Таким жестом, судя по всему, было и знаменитое «Стать бы снова приморской девчонкой…», написанное (скорее всего) после 4 апреля 1913 года.
Напомню этот текст:
Почему я предполагаю, что процитированное стихотворение написано после 4-го, но не позже 7 апреля 1913 года, а не осенью, как датировала их сама Ахматова, и не в феврале, как полагают составители шеститомного собрания ее сочинений? Потому, что 4 апреля в петербургской квартире Недоброво состоялся литературный обед по случаю открытия «Общества поэтов». Городская квартира Николая Владимировича и Ольги Александровны Недоброво, в которую А.А. попала впервые 4 апреля 1913 года, была не просто богатой или стильной. Она была подчеркнуто, с вызовом эксклюзивно-антикварной. И мебель, и сервировка – музейных кондиций. Хозяин, офраченный и опроборенный, – в черно-белом. Хозяйка – в фамильных бриллиантах. Словом, антураж оказался до того чужеродным, что
Блок, приглашенный на открытие, прочитав, как было договорено, «Розу и крест», откланялся. Была ли это реакция на фамильные бриллианты супруги приятеля, Анна не поняла, но таким равнодушным, душевно уставшим от своей «признанности» и не по возрасту дряхлым она его еще никогда не видела…
Обед незаметно перешел в ужин, разумеется, при свечах, свечи – в канделябрах итальянского XVI века… Вернулась Анна Андреевна в Царское поздно, а утром наконец выяснилось, чем же все последние месяцы был так таинственно занят ее муж. Оказывается, подготовкой к очередной африканской экспедиции! На сей предмет милый его племянник, по настоянию обожаемого дядюшки, совершенствовался в фотографии, учился стрелять и т. д. и т. д. Анна кинулась к золовке. Шурочка расплакалась. У них все готово – и бумаги, и деньги, и патроны. Военное ведомство выдало пять ружей, тыщу патронов, а от Академии наук еще и 600 рублей. Я ему… А он мне… Ты случайно не знаешь, что такое амок? Амок? При чем тут амок? Да это Коля, мой, так говорит: африканский амок.

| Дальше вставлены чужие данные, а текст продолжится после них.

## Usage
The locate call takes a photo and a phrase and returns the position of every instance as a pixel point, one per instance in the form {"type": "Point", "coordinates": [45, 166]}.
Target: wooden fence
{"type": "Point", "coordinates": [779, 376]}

Воистину – амок, влеченье, род недуга. Но это у Коли-маленького – амок. Николай Степанович на одержимого не похож. Тут что-то другое, посложней.
Весна была ранней. У соседей справа мыли окна, и кто-то очень юный пел под гитару:
… И не от счастия бежит? И счастия не ищет? «Я конквистадор в панцире железном…»? Как же поздно она догадалась, откуда у Колиного «конквистадора» «железный панцирь»! «Нет на устах моих грешных молитвы, нету и песни во славу любезной, помню я только старинные битвы, меч мой тяжелый да панцирь железный». А как могла позабыть про его отроческий Кавказ? Он же говорил, рассказывал, что исходил с ружьем заросшие диким лесом окрестности Тифлиса! У нее – Крым. Ясный. Античный. Пушкинский. У него – Кавказ. Лермонтовский. «Тот чудный мир тревог и битв»! Сколько разговоров, толков, соображений о Брюсове, Анненском, Пушкине! О Лермонтове ни слова. Ну, прямо по Блоку: чем реже на устах, тем чаще в душе. У нее и Царское – пушкинское. У него – лермонтовское. У нее – «смуглый отрок». У него – маленький гусар. И не от Лермонтова ли у Гумилева кавалерийские мечтания? Свекровь на днях вспоминала, как младший сын, восьмилетний, услышав краем уха, что отец собирается купить маленькую усадьбу, заявил: не стану там жить, если не будет лошадей. Все с ума сходят, мечтают об автомобилях, запах бензина слаще шартреза. А ему – кони-лошади и обязательно верховые. Впрочем, не все. Зенкевич тоже вздумал заняться верховой ездой. Но тот в степи вырос, при табунах и табунщиках, а Коля? Внук рязанского дьячка, сын корабельного врача, племянник контр-адмирала…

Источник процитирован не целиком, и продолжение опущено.